Big and emerging threats
Netflix isn’t always real. But like they say, there ain’t no smoke without fire. Here are some of the more (un)popular ways in which business security is getting compromised:
1. Ransomware
Ransomware is like a thief locking up your personal stuff and demanding money to unlock it. In the digital world, they lock up your computer files. There were over 500 million ransomware attacks globally in 2023.
In one instance, a ransomware group, ALPHV, aka BlackCat, got into Lehigh Valley Health Network’s computer system. They leaked images of patients along with medical questionnaires, passports, and other sensitive patient data after the healthcare provider refused to pay the ransom demanded. LVHN have since faced lawsuits in relation to this ransomware attack.
2. Vishing (aka voice phishing) and Smishing (aka sms phishing):
Vishing is like a con artist calling you pretending to be someone they’re not. They want to trick you into giving away personal information, like your password or credit card number. Smishing is the same, except instead of a call, you get an SMS from the impersonator.
In 2023, there was a smishing campaign to obtain bank details and personal addresses by hackers claiming to be the USPS.
3. Third-party exposure
Imagine you’re playing a video game that connects to different online services for extra features. Now, if one of those services gets hacked, it’s like leaving a backdoor open for thieves to sneak into your game and steal your private information. This is similar to what happens with business software, especially with apps that companies use for work, like Microsoft 365 or Google Workspace.

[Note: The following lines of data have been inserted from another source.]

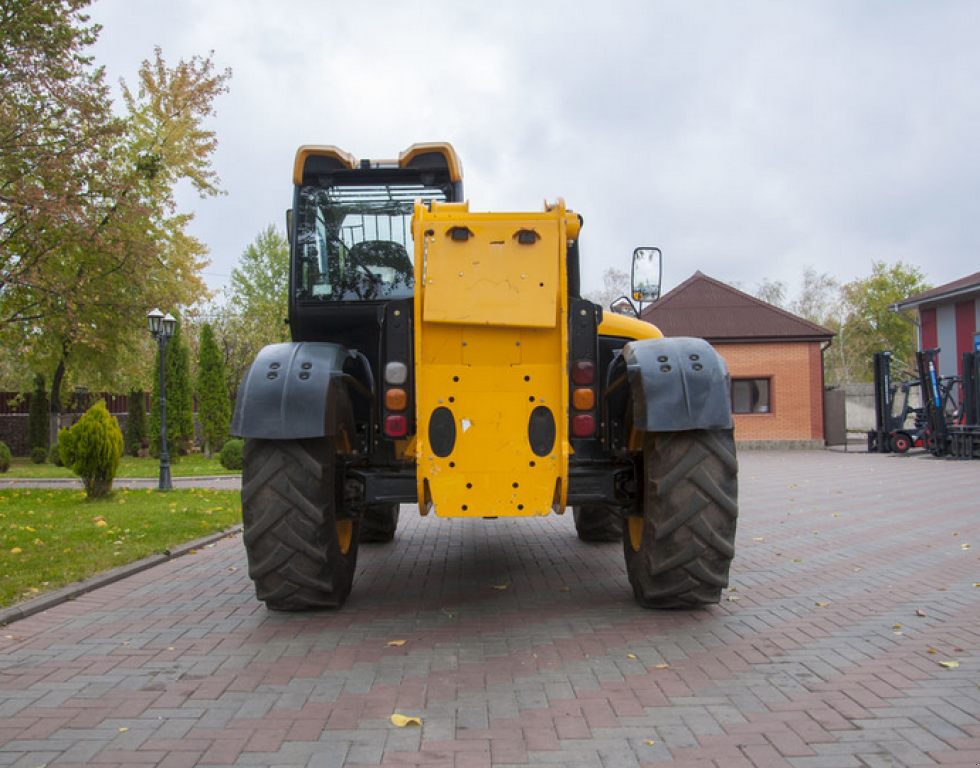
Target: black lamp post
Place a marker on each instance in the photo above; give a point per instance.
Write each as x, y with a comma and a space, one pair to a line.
162, 328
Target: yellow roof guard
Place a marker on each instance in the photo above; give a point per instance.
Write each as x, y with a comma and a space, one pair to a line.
313, 159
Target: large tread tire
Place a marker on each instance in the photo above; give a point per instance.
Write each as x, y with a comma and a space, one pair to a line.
679, 553
598, 523
379, 523
301, 554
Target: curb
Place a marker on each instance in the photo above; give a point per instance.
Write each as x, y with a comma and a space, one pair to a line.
120, 482
59, 596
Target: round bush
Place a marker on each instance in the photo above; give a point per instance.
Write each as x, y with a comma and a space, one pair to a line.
231, 455
93, 448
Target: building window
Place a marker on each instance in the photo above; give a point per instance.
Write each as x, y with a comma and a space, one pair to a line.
750, 396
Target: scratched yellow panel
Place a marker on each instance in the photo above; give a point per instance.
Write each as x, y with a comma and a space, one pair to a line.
491, 362
490, 278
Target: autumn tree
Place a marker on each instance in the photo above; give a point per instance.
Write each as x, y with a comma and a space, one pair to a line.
870, 322
254, 312
90, 235
213, 405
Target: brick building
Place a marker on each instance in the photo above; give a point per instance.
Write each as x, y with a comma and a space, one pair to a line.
774, 357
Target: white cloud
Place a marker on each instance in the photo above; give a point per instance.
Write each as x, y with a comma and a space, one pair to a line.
748, 140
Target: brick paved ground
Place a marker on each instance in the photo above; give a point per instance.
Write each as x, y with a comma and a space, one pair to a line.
851, 570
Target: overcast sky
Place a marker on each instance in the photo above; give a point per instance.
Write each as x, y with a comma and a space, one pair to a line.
747, 140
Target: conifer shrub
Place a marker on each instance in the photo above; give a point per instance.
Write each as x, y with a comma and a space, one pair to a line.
92, 449
231, 455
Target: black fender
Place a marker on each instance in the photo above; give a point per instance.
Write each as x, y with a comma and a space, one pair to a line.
674, 384
296, 390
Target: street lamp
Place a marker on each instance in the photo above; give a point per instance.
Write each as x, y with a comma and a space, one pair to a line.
162, 328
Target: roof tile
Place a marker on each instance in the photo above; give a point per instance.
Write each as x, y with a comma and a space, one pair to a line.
709, 309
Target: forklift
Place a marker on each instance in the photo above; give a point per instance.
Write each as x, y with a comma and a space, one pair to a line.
893, 406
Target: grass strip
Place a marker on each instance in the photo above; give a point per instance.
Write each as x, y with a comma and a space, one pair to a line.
192, 465
51, 538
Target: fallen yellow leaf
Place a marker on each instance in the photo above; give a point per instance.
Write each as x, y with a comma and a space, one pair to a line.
401, 721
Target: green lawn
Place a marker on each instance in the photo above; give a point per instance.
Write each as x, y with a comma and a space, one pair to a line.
51, 538
192, 465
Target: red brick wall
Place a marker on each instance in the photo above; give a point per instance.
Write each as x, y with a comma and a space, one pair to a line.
795, 390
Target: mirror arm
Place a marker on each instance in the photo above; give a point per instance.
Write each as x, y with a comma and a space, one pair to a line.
629, 301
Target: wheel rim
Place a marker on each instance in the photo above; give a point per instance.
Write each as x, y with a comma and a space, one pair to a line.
345, 534
635, 529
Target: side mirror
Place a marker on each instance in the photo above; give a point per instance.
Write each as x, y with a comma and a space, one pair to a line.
647, 274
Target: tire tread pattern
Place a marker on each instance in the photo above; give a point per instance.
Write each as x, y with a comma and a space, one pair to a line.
289, 513
690, 513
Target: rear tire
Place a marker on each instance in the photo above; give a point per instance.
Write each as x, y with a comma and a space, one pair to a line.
596, 522
301, 553
379, 523
679, 553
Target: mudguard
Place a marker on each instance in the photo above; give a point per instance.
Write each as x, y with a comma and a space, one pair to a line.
676, 384
294, 391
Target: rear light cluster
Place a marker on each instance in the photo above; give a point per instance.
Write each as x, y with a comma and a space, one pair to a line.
583, 398
396, 400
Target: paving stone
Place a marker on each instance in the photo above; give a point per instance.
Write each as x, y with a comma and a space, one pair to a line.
196, 671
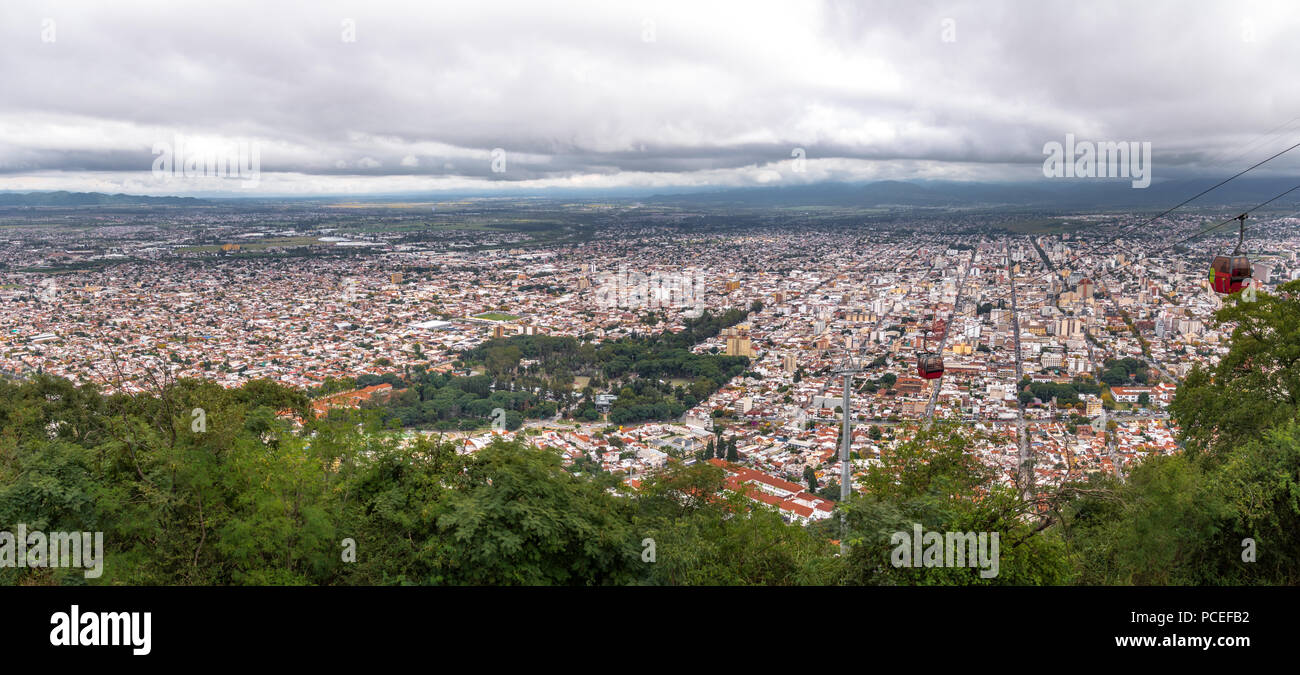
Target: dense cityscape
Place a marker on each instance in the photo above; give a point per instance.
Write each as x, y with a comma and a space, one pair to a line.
1106, 328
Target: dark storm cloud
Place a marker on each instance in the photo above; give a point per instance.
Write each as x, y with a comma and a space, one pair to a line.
609, 94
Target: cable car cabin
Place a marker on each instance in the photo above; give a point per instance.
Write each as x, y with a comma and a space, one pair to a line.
1229, 273
930, 366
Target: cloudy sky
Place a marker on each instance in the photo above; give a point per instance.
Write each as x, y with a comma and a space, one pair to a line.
390, 96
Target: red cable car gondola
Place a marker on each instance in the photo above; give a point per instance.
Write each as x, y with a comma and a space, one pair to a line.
928, 364
1230, 273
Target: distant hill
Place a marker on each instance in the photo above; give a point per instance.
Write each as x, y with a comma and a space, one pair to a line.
1047, 194
89, 199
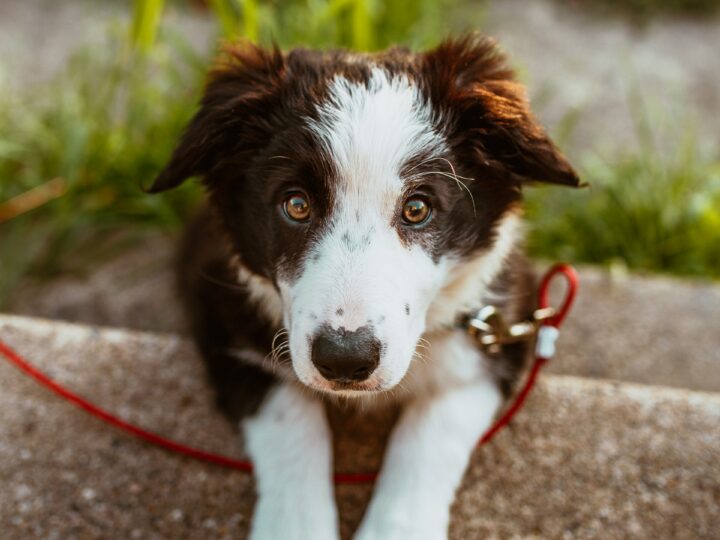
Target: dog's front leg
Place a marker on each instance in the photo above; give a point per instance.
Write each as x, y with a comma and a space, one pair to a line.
425, 461
289, 441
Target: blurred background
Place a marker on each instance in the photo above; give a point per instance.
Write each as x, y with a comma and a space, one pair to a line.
94, 94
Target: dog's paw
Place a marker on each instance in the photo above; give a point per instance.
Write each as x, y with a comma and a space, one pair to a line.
301, 522
402, 528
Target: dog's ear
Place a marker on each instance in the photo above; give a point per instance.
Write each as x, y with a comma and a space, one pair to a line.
490, 115
241, 91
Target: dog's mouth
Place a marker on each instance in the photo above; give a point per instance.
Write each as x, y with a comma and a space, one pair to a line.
347, 388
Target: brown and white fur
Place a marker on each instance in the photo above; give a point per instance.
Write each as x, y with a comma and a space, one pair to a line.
358, 135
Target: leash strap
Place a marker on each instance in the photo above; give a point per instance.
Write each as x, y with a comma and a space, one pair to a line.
545, 348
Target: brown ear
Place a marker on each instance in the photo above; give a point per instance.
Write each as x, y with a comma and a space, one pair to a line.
471, 79
239, 92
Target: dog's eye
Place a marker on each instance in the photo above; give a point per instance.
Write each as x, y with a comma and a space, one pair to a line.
297, 207
416, 210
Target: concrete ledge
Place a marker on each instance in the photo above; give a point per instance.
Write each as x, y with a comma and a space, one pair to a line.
585, 459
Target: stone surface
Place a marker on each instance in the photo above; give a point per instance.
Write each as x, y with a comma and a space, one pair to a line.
585, 459
651, 330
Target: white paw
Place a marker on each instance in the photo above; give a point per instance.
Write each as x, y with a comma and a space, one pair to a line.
293, 520
401, 527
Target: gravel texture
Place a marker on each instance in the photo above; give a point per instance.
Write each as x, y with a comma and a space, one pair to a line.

These apps can connect to many other smaller apps, sort of like add-ons in your game. But sometimes, these extra apps ask for more access than they should, like the ability to read or delete files. This can be risky because it creates more ways for hackers to sneak in and grab sensitive information.
In 2020, sophisticated attackers believed to have been directed by the Russian intelligence service compromised SolarWinds software. They embedded it with malware that was then deployed through a product update, giving them backdoor access to all of SolarWinds Orion Platform customers’ networks. Up to 18,000 customers installed updates that left them vulnerable to hackers, including Fortune 500 companies and multiple agencies in the U.S. government.

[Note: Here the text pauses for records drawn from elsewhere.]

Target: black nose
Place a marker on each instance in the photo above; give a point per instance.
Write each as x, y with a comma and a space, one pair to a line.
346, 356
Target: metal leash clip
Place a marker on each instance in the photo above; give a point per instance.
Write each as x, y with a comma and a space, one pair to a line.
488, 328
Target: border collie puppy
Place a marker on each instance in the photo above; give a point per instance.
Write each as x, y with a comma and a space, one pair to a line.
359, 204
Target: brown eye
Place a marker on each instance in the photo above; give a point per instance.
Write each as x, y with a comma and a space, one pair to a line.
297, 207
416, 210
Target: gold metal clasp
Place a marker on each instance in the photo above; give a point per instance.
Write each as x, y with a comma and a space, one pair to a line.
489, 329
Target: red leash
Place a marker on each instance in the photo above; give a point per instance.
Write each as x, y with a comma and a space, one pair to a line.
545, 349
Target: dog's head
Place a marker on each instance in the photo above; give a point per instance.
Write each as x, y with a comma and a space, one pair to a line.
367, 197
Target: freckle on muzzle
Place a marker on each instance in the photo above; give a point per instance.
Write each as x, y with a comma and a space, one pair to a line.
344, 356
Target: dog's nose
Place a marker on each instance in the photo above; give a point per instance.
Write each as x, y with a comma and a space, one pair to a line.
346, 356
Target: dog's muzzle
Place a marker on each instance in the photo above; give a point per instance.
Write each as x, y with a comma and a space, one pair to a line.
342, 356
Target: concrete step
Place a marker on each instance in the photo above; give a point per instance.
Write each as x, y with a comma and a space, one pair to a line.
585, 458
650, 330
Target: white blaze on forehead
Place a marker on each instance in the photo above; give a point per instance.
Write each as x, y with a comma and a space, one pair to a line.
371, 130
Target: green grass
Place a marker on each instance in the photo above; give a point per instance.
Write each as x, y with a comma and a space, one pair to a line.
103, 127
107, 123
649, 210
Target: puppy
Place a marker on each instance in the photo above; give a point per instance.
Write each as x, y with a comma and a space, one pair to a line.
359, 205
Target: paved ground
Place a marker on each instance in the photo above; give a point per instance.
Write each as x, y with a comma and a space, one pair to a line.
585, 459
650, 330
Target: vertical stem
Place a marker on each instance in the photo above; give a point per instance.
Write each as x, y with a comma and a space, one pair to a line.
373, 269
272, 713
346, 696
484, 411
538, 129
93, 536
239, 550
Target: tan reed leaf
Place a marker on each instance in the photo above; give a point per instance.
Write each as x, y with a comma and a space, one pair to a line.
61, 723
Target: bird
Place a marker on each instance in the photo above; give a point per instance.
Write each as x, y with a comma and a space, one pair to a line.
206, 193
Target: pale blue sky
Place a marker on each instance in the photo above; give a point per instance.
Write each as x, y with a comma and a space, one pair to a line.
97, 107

4. Data privacy in generative AI
The foremost concern here is ensuring the confidentiality and integrity of proprietary data. Generative AI models require large datasets for training, which often includes sensitive company information. There’s a risk of data exposure where sensitive training data can be inferred from the model, or through data leakage in AI outputs.
In a class action filed in 2023, people alleged that OpenAI, Microsoft, and their respective affiliates violated the privacy rights of millions of internet users through the large-scale scraping of their personal data from social media, blog posts, and other websites, and using those data to train machine learning models.

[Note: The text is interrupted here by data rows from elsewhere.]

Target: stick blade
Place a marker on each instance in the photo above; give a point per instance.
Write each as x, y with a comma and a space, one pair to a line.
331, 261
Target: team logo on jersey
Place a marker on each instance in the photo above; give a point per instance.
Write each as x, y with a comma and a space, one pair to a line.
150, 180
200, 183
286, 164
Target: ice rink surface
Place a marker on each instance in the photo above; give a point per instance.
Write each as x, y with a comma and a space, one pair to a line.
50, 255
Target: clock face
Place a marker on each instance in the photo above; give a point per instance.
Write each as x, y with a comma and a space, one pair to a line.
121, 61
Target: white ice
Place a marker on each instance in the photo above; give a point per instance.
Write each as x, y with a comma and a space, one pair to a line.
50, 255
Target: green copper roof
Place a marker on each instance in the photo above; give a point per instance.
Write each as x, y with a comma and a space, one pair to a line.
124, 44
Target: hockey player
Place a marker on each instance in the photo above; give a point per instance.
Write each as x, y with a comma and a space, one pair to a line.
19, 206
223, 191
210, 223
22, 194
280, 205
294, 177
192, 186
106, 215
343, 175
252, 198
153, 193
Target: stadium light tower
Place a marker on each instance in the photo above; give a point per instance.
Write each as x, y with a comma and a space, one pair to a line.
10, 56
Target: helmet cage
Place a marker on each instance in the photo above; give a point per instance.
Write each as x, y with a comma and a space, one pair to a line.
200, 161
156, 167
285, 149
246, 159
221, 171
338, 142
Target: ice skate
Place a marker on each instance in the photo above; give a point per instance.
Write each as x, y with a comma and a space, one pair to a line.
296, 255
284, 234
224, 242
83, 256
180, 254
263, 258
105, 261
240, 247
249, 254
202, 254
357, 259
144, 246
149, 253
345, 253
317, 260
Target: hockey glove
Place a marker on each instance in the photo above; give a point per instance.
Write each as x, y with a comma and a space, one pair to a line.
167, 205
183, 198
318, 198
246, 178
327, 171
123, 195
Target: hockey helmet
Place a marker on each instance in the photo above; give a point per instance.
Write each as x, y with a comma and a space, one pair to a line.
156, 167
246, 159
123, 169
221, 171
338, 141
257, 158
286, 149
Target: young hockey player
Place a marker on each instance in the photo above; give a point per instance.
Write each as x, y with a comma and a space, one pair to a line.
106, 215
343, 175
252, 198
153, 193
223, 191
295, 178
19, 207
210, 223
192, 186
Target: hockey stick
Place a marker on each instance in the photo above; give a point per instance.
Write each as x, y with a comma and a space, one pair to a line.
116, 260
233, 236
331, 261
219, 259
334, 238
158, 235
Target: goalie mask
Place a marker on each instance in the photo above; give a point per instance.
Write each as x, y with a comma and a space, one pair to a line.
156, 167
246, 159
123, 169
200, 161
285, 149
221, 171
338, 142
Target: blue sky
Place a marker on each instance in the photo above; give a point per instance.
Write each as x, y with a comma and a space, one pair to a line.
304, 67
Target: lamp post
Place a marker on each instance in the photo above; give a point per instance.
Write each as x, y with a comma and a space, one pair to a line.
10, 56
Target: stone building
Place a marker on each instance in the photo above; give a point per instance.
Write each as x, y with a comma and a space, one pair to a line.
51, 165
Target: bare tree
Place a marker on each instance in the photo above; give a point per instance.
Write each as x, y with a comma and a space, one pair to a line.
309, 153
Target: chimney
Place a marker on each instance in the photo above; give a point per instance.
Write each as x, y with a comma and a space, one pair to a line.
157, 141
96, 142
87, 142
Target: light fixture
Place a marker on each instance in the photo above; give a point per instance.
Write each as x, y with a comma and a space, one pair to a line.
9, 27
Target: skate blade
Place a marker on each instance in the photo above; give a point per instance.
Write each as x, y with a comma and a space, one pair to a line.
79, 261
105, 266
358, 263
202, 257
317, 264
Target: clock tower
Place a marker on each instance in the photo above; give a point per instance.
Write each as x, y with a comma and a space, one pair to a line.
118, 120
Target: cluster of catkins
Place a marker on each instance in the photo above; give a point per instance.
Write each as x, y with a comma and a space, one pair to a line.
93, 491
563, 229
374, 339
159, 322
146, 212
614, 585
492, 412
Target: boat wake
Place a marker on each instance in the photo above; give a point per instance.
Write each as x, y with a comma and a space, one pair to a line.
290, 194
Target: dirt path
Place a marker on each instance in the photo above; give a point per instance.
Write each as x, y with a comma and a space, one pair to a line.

Generative AI and its impact on cybersecurity merits a more detailed look in a separate blog post.
5. OT security in physical industries
Operational Technology (OT) controls machines in industries like manufacturing. If this tech gets hacked, it can cause real-world damage. OT controls everyday things like building management platforms, fire control systems and physical access control mechanisms. Much of this automation has headroom for better security.
State actors recently targeted water plants across the country.
6. EV car hacking
Electric vehicles are more software than hardware today. These machines are linked to a central system within the vehicle and every component is connected to each other and to apps. This connectivity has made EVs more vulnerable to hacking.
The chargers used to refuel connect to the car’s computer and communicate with it to manage charge level, voltage, and other metrics. This can leave EVs vulnerable to malware or maliciously modified chargers altered to damage cars by using the incorrect voltage, for example.
Tesla suffered a data breach that was the result of an insider data leak, not a takeover of the EV world as we know it.
Emerging technologies extend the ways in which threats can appear. Given our access to information, you’ll have a better chance of countering a threat if you Google or ChatGPT it, than if you think the apocalypse is here.